I find myself wanting to see this exact same movie, but with three girls, because I don’t think it would change very much.  At least, if I were going to do it with three girls I wouldn’t change it very much.  Wouldn’t that be fun?


6 Responses to “Chronicle”

  1. sef Says:

    Yes, it was an awesome movie, I thought. One of very few movies to shock me with how much better it was than my expectations.

    I compared it to ST:TOS’s “Where No Man Has Gone Before,” and it came out generally better. (I’ve seen it compared to Carrie, and I don’t think it’s that at all.)

    There were some moments in it — around the middle — where I was smiling with the pure joy the characters were experiencing. And the unravelling of that was set up from the beginning.

    I like superhero movies where the writer has thought about what would really happen. I think they did here.

    Max Landis also has a ~10 minute film summarizing “The Death and Rebirth of Superman” that’s great.

  2. TJ Erickson Says:

    I hadn’t considered his decision to film everything so much as the beginning of his breakdown, but as the need for a witness, or a friend.
    It makes me want to watch it again, and see if your views change my opinion of the movie, which were, essentially, that the movie loses some energy and momentum to the ‘found footage’ medium. Otherwise, it is indeed amazingly good.

  3. sef Says:

    Yeah, I wouldn’t call it the beginning of his breakdown; I think that had already been happening. But it set up everything that happened, including what became his obsession with being watched. (Which then allowed them to do the amazing scenes at the end.)

    I also thought: Wow, I’m glad the Akira movie is dead, because this did it perfectly.

    (What can I say, I liked the movie so much I get a bit giddy about it. I’m very much looking forward to the home-video release, in the hopes that there’s a very good director’s commentary track.)

  4. LupLun Says:

    Inevitability is a good word for it. I found that the power of the film is in exactly how predictable it all is. You know where it’s going right from the start, and it’s that knowledge that makes the story so heartbreaking.

    I also loved seeing them play around with their “found/natural footage” gimmick near the end. When did the world become so wired?

  5. carriev Says:

    I guess what I’m thinking is that *something* triggered Andrew to start filming, whether it was stress, or abuse, or need for a witness, or something.
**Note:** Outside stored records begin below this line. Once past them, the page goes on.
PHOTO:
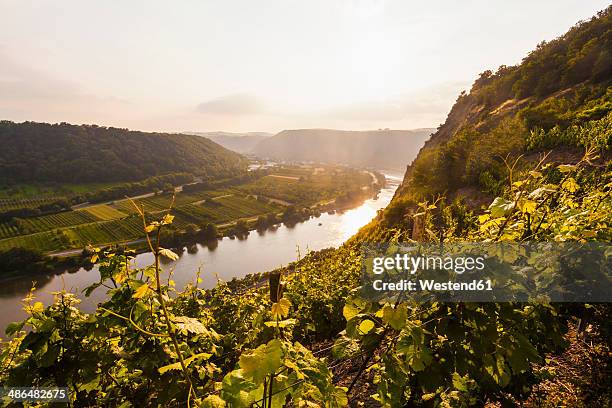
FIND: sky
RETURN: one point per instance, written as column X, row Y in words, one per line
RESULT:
column 268, row 65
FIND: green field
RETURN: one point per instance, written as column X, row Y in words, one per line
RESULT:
column 59, row 220
column 8, row 204
column 102, row 224
column 104, row 212
column 34, row 191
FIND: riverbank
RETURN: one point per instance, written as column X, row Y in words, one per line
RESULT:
column 224, row 259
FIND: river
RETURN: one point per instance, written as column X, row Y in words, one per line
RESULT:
column 230, row 258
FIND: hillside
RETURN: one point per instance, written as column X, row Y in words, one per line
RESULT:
column 384, row 149
column 557, row 99
column 306, row 335
column 239, row 142
column 40, row 152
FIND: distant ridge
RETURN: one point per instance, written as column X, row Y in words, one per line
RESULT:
column 384, row 149
column 238, row 142
column 65, row 153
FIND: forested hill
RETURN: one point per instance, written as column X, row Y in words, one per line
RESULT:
column 558, row 99
column 238, row 142
column 385, row 149
column 41, row 152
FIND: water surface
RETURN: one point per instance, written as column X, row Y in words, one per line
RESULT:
column 259, row 252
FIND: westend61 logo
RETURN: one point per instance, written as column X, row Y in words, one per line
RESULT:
column 488, row 272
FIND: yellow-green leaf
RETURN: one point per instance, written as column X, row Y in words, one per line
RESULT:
column 366, row 326
column 168, row 254
column 141, row 291
column 280, row 309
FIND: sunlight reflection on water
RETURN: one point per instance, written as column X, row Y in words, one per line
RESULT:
column 261, row 251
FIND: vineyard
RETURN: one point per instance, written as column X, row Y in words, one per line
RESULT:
column 294, row 186
column 104, row 212
column 308, row 338
column 114, row 222
column 9, row 204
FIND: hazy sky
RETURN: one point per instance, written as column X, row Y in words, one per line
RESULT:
column 260, row 65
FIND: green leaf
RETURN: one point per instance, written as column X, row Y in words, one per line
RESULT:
column 13, row 328
column 395, row 317
column 187, row 361
column 500, row 207
column 189, row 324
column 366, row 326
column 168, row 254
column 262, row 361
column 566, row 168
column 213, row 401
column 280, row 309
column 460, row 383
column 281, row 323
column 142, row 291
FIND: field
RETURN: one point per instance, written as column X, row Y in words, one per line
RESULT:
column 104, row 212
column 53, row 221
column 24, row 191
column 223, row 210
column 117, row 221
column 8, row 204
column 316, row 185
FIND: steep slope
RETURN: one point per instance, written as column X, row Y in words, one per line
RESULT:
column 548, row 102
column 41, row 152
column 387, row 149
column 238, row 142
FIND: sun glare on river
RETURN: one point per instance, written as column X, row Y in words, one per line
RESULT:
column 354, row 219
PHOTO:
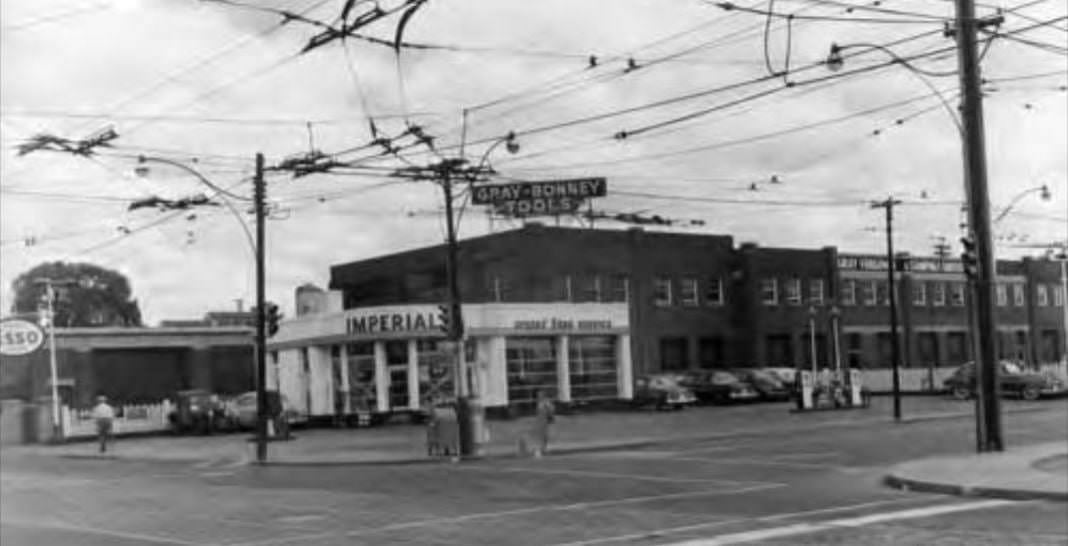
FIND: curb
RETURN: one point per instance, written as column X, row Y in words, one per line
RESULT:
column 970, row 490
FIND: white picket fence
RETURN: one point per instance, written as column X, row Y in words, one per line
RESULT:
column 129, row 418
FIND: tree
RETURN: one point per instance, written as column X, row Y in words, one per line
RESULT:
column 87, row 295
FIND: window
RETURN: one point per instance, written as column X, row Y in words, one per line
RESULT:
column 769, row 292
column 593, row 368
column 661, row 292
column 713, row 292
column 1041, row 295
column 589, row 289
column 957, row 294
column 848, row 292
column 618, row 289
column 920, row 293
column 816, row 291
column 688, row 292
column 870, row 289
column 938, row 296
column 794, row 292
column 674, row 355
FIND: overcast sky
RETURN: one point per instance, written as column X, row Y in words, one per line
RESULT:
column 209, row 84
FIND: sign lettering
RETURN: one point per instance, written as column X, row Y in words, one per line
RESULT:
column 19, row 337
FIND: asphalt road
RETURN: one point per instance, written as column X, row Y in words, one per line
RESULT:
column 785, row 489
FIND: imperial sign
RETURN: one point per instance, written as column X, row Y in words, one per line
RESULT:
column 19, row 338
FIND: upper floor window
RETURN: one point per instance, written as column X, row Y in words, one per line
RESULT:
column 816, row 291
column 589, row 290
column 848, row 292
column 713, row 292
column 1001, row 293
column 957, row 294
column 794, row 292
column 938, row 294
column 870, row 293
column 688, row 292
column 919, row 293
column 661, row 292
column 769, row 291
column 1041, row 295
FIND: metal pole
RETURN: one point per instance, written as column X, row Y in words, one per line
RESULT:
column 456, row 331
column 978, row 205
column 260, row 198
column 53, row 369
column 895, row 349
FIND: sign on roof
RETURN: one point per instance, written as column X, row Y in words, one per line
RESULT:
column 546, row 190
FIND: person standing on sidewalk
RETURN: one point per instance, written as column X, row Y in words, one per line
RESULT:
column 104, row 415
column 545, row 415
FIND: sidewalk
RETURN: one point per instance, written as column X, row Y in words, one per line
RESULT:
column 1038, row 471
column 571, row 433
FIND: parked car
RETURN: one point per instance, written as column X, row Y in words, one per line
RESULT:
column 195, row 410
column 1011, row 380
column 787, row 375
column 241, row 409
column 720, row 387
column 662, row 391
column 768, row 386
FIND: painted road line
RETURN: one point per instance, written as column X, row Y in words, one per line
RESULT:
column 612, row 476
column 809, row 528
column 147, row 539
column 758, row 462
column 710, row 525
column 508, row 513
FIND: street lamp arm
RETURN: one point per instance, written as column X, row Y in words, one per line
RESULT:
column 226, row 196
column 1008, row 208
column 201, row 177
column 835, row 60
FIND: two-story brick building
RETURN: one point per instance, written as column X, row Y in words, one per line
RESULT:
column 581, row 312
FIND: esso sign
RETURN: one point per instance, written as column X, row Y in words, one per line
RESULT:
column 19, row 338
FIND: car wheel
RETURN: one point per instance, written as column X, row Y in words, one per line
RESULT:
column 1030, row 392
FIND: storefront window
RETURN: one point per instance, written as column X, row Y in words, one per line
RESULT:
column 435, row 372
column 593, row 368
column 531, row 365
column 361, row 376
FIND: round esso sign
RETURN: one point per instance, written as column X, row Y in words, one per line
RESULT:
column 19, row 337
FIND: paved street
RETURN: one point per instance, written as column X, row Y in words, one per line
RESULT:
column 804, row 487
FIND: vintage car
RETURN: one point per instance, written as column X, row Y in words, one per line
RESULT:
column 1011, row 380
column 662, row 391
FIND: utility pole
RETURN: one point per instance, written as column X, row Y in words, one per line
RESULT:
column 260, row 198
column 895, row 349
column 978, row 212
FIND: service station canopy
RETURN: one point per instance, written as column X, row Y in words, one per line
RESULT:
column 539, row 198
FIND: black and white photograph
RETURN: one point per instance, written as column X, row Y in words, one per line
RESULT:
column 556, row 273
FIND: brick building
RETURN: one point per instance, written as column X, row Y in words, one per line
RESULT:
column 646, row 301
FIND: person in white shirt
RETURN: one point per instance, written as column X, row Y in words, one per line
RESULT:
column 104, row 415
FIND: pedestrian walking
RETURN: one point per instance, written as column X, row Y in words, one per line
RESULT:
column 545, row 415
column 105, row 416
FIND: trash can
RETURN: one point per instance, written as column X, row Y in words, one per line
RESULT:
column 442, row 431
column 472, row 422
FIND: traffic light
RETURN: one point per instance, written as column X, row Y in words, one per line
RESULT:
column 271, row 316
column 969, row 258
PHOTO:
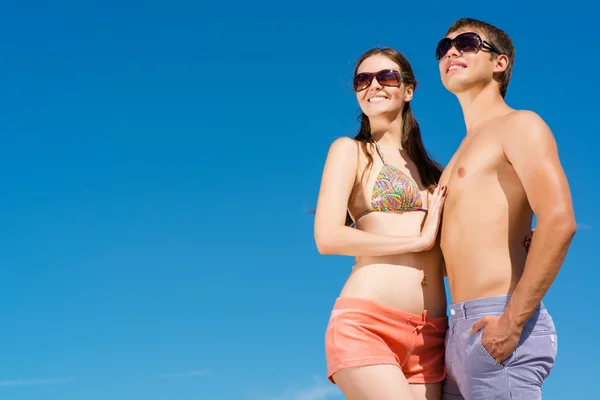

He’s already in trouble, and the powers don’t trigger that, they exacerbate it. The powers didn’t actually change him, you know? They just made it impossible to save him…

    I’ve heard the Akira comparison in other places…it’s been too long since I’ve seen Akira to recognize it. Maybe I need to!

  6. Sean Eric Fagan Says:

    Andrew started filming because his life was pretty messed up: dying mother, abusive (physically and emotionally) father, social outcast. Filming let him feel like he had some control.

    And that need for control ran through the entire rest of the movie. He was the strongest of the three, because his superpower was another thing he needed to control; similarly, he snapped when he lost control. This happened several times, but the biggest (of course) was after his attempted crime.

    With or without the powers, he was broken. What made the movie a tragedy is that he had a brief period where his life could have gone in a completely different direction, and it didn’t because of his choices.